We calculate that the direct effect of stay-at-home orders is accountable for 4 million unemployment insurance claims between 14 March and 4 April, which accounts for approximately a quarter of the overall rise in unemployment claims in that period. The direct effect of stay-at-home orders on unemployment is, therefore, small relative to the aggregate increase in unemployment insurance claims, suggesting that a large majority of the increase in unemployment may have occurred in the absence of such orders.
Although 25% is not an insignificant percentage of the tremendous increase in unemployment claims, the vast majority would have occurred even without Stay-at-Home orders according to the authors.
To corroborate this 25% figure, the authors used Google data to calculate retail mobility between early adopter counties and late adopter counties. The following graph shows how retail mobility dropped more for early adopters than late adopters which are not surprising.
This is what the authors concluded.
Before stay-at-home orders were implemented, retail mobility evolved similarly across counties, as evidenced by the flat line. The day they were announced, the orders reduced retail mobility by 5%. For the following two weeks, retail mobility stayed close to 10% lower relative to other counties as a result of the stay-at-home orders. Considering that during this period mobility fell by 40%, this data suggests a similar share of economic decline attributable to stay-at-home orders as the unemployment insurance data.

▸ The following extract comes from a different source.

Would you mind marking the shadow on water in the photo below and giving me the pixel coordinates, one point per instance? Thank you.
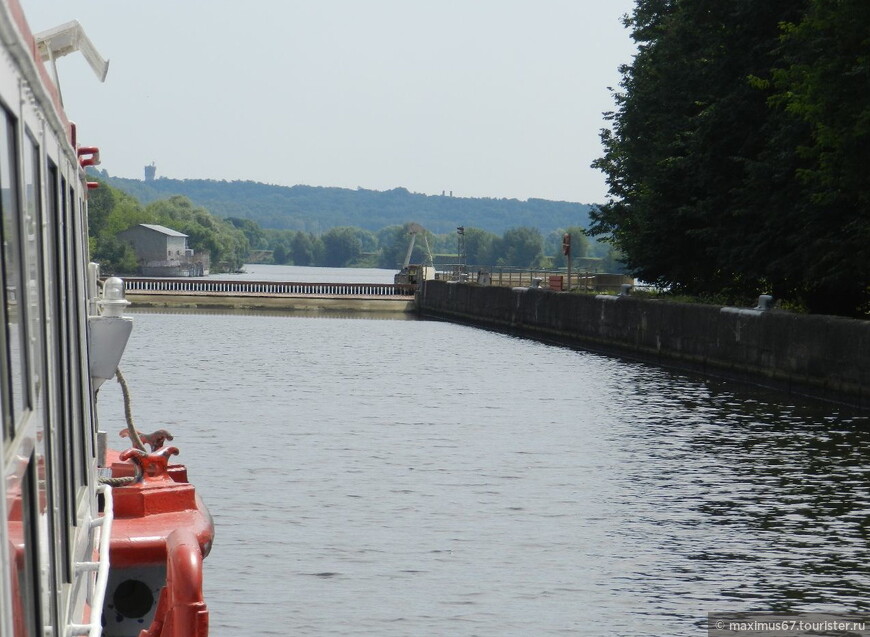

Putting all of this together leads the authors to conclude that lifting stay-at-home orders, while helpful, is not the magic bullet to completely lift the economy out of the doldrums. Unless the pandemic is alleviated and people believe this is the case and return to past behaviors, assuming they have the purchasing power to do so, then lifting the stay at home orders will bring limited economic relief.
This suggests that any economic recovery that arises from undoing stay-at-home orders will be limited if the underlying pandemic is not resolved. Weak consumer confidence, supply-chain disruptions, and self-imposed social distancing are just a few examples of economic headwinds that could persist even in the absence of stay-at-home orders. At the same time, the orders are likely to have public-health benefits from slowing the spread of the coronavirus.1 Taken together, our results caution policymakers not to expect the reopening of the economy to be an economic panacea.
Time will tell and the next month or so will be very interesting to see how economic activity rebounds as more people are able to leave their homes and frequent non-essential businesses. This analysis suggests that a quarter of the contraction should be recouped fairly quickly but only time will tell how much of the 75% is recaptured.